Sophia shook her head. “No way to tell. It’s cool, but that can happen in caves that aren’t all that deep or in caves that are really deep. The work that’s been done on it gives me hope that we’re not that far below ground.”
“Do you think it’s an aqueduct or a sewer?” Dav waved at the water beneath their feet. “I’m hoping it’s an aqueduct, myself; sewers are supposed to be pretty nasty and we haven’t seen any of that. I’d rather not.”
Sophia shook her head at that. He hadn’t thought it through. “If it’s an aqueduct, we’re headed the wrong way; people would be at the outflow so we’d want to head downstream instead of upstream. I still think this is the right way, though; we’re heading through an improved tunnel away from a cave that couldn’t be manmade. It wouldn’t make sense to make that cave for moving water around.”
“It was built up,” Dav argued back. “The floor was stone blocks, and…”

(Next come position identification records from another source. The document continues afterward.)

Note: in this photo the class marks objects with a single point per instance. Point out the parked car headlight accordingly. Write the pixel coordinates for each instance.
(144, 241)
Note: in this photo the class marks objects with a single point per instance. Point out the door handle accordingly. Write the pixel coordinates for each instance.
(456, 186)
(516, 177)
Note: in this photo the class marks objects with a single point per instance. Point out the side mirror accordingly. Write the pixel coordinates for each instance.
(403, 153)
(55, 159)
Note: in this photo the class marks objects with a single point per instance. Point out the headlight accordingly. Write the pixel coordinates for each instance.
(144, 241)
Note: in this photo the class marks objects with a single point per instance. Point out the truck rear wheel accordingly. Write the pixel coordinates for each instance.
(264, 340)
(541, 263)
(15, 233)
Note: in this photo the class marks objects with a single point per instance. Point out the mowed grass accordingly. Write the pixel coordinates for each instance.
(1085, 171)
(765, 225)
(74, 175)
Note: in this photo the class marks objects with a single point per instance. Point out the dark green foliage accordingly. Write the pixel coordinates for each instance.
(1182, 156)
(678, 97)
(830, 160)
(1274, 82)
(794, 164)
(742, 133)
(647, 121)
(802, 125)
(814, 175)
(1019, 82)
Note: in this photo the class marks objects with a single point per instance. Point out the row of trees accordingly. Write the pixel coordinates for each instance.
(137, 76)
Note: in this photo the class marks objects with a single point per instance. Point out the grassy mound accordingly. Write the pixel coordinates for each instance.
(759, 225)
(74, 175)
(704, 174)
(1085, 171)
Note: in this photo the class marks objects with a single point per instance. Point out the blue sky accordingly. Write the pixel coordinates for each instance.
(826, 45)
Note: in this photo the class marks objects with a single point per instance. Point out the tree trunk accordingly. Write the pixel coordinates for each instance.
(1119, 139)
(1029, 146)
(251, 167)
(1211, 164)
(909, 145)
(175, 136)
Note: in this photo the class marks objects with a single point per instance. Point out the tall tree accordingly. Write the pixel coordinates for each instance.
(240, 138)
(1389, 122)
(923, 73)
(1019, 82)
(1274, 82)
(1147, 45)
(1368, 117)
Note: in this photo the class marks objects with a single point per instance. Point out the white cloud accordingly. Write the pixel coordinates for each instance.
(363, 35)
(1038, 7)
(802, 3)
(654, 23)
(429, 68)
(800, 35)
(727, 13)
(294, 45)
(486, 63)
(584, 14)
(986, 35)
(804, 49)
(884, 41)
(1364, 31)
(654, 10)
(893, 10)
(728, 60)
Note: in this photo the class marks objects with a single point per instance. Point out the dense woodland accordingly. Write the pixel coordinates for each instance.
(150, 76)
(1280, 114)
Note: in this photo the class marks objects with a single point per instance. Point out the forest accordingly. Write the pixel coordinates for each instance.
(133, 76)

The discussion continued for hours. It changed from the way out of the cave to hobbies, family, and even movies they’d seen. The talk about movies was another big clue to Sophia about Dav; he’d never seen any of her favorite movies and she’d never heard of any of his. She was becoming more and more convinced that he was actually from somewhere other than Earth.
It was frustrating that she couldn’t come up with any way to tell where he was actually from, other than the name of the planet: he called it Dust. She wasn’t sure if it mattered whether he was from an undiscovered planet in her own universe or from another universe, but she would have been able to find out if she were at home. It might matter for getting home, at least if her suspicions were true.
They’d been thrown through the Origin and probably across universes when the bandits tried to destroy Cliff. That wasn’t a normal consequence of damaging or destroying a dungeon’s crystal, whether it was an individual instance or the main dungeon crystal. The only thing that was different, at least as far as Sophia knew, was Dav.
He had no idea what caused it. She’d asked.
Sophia sighed to herself and went back to listening to Dav describe the grand adventure of a commoner who was mistaken for the king and eventually grew into the role, rescuing his kingdom from a series of calamities along the way. It sounded like the plot of a comedy, but the way Dav told it made it sound far more epic than silly.